Trustmark software tools will help the public safety community better fulfill its mission through more effective trusted IS&S and Federated ICAM capabilities. The project addresses the most pressing gap in the current trustmark framework: The lack of effective software tools to support the framework’s primary use-cases, such as emergency communications interoperability.

Upgrading the trustmark framework’s Federated ICAM capability would help advance public safety IS&S communications across agency boundaries. The intent of the trustmark framework is to make IS&S and Federated ICAM trust criteria transparent and explicit so all parties to a trusted information-sharing transaction can understand exactly what criteria must be satisfied for trust and interoperability to exist as well as what assessment steps must be completed—through either a self-assessment process or a more rigorous third-party assessment.

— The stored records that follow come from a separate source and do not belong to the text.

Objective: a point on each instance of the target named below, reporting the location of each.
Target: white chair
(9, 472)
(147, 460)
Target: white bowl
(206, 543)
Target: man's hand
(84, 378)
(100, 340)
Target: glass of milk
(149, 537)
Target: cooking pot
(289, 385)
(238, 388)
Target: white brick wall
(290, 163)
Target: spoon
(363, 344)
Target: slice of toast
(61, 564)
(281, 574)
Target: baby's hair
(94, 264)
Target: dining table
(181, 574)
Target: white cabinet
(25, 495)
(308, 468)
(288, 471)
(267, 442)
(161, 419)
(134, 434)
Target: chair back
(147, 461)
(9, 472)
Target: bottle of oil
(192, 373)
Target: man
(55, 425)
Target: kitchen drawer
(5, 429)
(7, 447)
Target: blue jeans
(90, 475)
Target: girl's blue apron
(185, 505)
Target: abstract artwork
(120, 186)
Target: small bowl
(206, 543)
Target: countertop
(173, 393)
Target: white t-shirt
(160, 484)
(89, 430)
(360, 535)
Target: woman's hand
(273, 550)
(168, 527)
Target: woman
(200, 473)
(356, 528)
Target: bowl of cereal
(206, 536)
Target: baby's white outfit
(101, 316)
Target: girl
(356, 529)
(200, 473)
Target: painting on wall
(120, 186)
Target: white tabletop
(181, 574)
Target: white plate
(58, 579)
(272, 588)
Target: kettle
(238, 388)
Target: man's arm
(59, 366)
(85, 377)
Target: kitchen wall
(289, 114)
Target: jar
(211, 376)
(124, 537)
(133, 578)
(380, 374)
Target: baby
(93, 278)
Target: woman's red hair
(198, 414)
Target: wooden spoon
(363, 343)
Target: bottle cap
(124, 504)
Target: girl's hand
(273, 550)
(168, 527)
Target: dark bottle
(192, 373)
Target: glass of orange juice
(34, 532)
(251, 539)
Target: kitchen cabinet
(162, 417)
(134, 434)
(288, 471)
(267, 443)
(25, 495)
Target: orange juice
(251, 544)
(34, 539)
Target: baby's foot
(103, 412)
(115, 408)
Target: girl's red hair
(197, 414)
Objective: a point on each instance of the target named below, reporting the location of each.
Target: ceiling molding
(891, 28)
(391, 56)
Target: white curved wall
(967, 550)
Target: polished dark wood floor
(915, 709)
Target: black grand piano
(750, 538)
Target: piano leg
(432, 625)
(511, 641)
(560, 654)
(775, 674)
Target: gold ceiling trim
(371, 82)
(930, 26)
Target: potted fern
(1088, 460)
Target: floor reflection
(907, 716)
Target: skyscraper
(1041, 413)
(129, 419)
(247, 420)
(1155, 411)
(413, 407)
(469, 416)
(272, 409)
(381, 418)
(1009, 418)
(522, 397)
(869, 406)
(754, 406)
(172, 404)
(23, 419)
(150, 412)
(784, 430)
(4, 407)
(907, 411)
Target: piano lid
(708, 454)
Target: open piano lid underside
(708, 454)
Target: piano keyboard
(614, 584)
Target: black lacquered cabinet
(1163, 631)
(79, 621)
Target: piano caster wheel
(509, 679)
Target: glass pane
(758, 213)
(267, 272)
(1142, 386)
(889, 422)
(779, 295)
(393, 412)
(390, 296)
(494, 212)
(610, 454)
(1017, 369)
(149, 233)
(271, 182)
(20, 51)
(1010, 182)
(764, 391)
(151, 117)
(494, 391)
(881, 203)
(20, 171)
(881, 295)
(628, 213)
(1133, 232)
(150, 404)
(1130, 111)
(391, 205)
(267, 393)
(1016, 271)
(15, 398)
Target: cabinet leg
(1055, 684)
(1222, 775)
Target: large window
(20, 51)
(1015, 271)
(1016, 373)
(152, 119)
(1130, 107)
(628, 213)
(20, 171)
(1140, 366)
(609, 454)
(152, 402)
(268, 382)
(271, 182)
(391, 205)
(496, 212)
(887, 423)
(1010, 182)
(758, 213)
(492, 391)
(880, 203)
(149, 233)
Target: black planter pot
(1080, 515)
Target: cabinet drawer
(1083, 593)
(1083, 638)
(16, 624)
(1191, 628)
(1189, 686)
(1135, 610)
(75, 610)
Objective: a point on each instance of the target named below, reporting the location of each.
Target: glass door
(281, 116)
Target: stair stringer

The benefits of Federated ICAM to the public safety community are the following:

  • Increased agility and scalability of IS&S and Federated ICAM trust relationship management for public safety agencies
  • Decreased IS&S and Federated ICAM costs for public safety agencies
  • Increased information sharing among public safety agencies and their partners, leading to better mission outcomes
  • Improved effectiveness in fulfilling the public safety community’s mission of protecting U.S. citizens and saving lives

Following is the roster of Emergency Communications R&D performers and a brief summary of each of the three projects:

  • Georgia Tech Applied Research Corporation: Information Sharing, Safeguarding & Federated Identity, Credential and Access Management 
    This R&D project is addressing the most pressing gap in the current trustmark software tools: the lack of mature software tools to support the framework’s primary use-cases such as emergency communications interoperability. 
  • IJIS Institute: CAD-to-CAD Interoperability
    The objective of the IJIS R&D Project is to achieve a resilient public safety CAD-to-CAD ecosystem that is efficient, interoperable, and supports multi-discipline response to regional, multistate, and national events. 
  • SecuLore Solutions: Creating A Cyber-Resilient Public Safety Infrastructure
    The scope of SecuLore’s project is using predictive and cyber analytics to improve the detection and elimination of cybersecurity attacks against current and future emergency communications systems.